I’m the typical hopeful romantic. So even if I had no ticket for the annual Kasadyahan celebration (one of the major events of the Dinagyang Festival) and no official media/photographer’s ID, I woke up really early and ventured into the crowded streets of down town Iloilo armed with nothing but hopeful romanticism and a digital camera.
Good thing I found a spot right behind the fountain in front of the old provincial capitol building. I rented a monoblock chair from a bunch of guys who were taking advantage of the lack of seats at the guest area. And for the sum of 200 pesos I found myself standing on my monoblock chair and enjoying the view. As expected, the Kasadyahan participants performed with their backs to me, hence my very limited camera angles, hahaha.
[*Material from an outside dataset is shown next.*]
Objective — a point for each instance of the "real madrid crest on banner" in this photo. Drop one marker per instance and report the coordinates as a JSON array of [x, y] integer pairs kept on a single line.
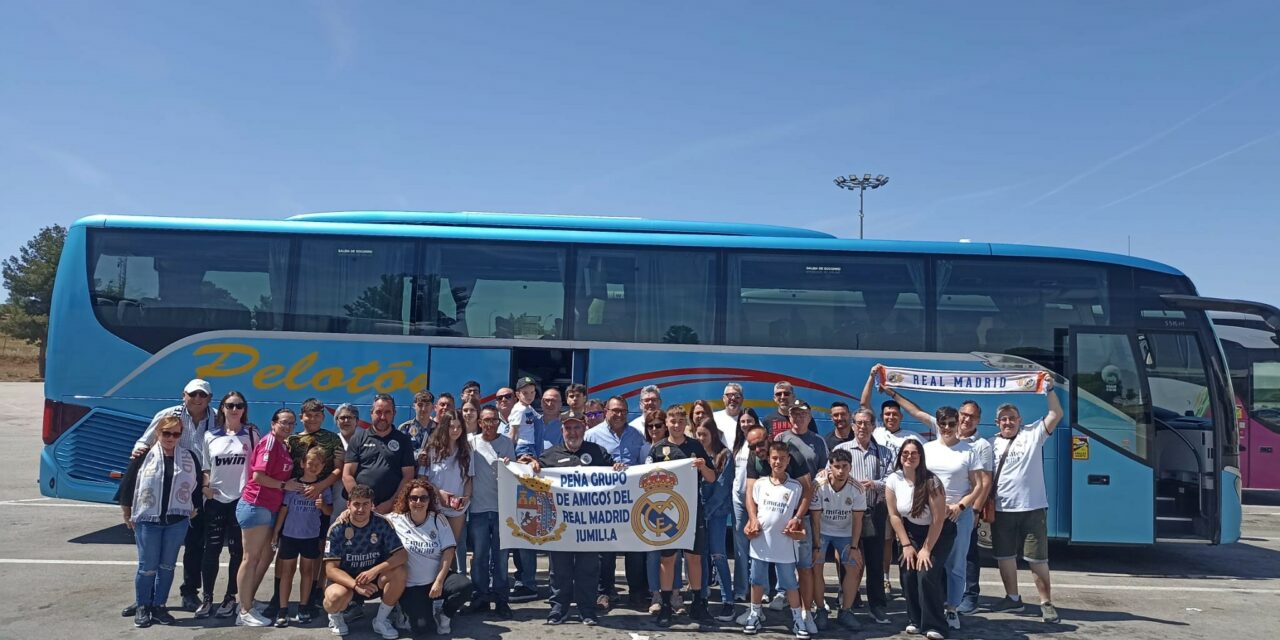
[[659, 516]]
The pictures I managed to take are products of sheer luck and I saw more action behind the scenes (with the dancers frantically changing costumes, throwing bandanas, headresses and props all over the place) rather than the actual performance at the front. It doesn’t help at all when you’re a short girl standing at the tip of your toes. Haha
History. “Kasadyahan” is an Ilonggo word that roughly translates to “happiness”. And rightly so, because the festive affair centers around the theme of thanksgiving and merrymaking.
The festival showcases cultural dance presentations from all over the island and the entire visayan region with this year’s participants coming from as far away as Miag-ao, Antique, Capiz, and Silay City in Negros. For some time now, the Kasadyahan festival has become a battle of champions with most of the participating tribes or tribus being contest winners from various fiestas or festivals around Western Visayas.
Despite the heat and the effort of dancing through the entire length of the down town area, most of the performers were still dancing and smiling their hearts out. And because of my “strategic” location, I had the privilege of witnessing a rather broader variety of emotions.
Like these girls running off for a quick change of costumes at the back of the judging area…
Or the equally lovely sight of feet, stomping in unison.
There were times when I just couldn’t see a thing when some of the tribes had back drops as huge as a house. So instead, I turned my attention to the people who had a way better view!
While the busy street peddlers didn’t quite mind not seeing any of it.
The Kasadyahan Festival is also a smorgasbord of various DIY’s with props ranging from the ginormous…
…to the thoroughly cultural. Like these handwoven baskets made of bamboo strips.
It is a beautiful blur of colors…
a vibrant mix of candid emotions…
And true to its name, the Kasadyahan Festival is a display of Visayans, having lots and lots of fun!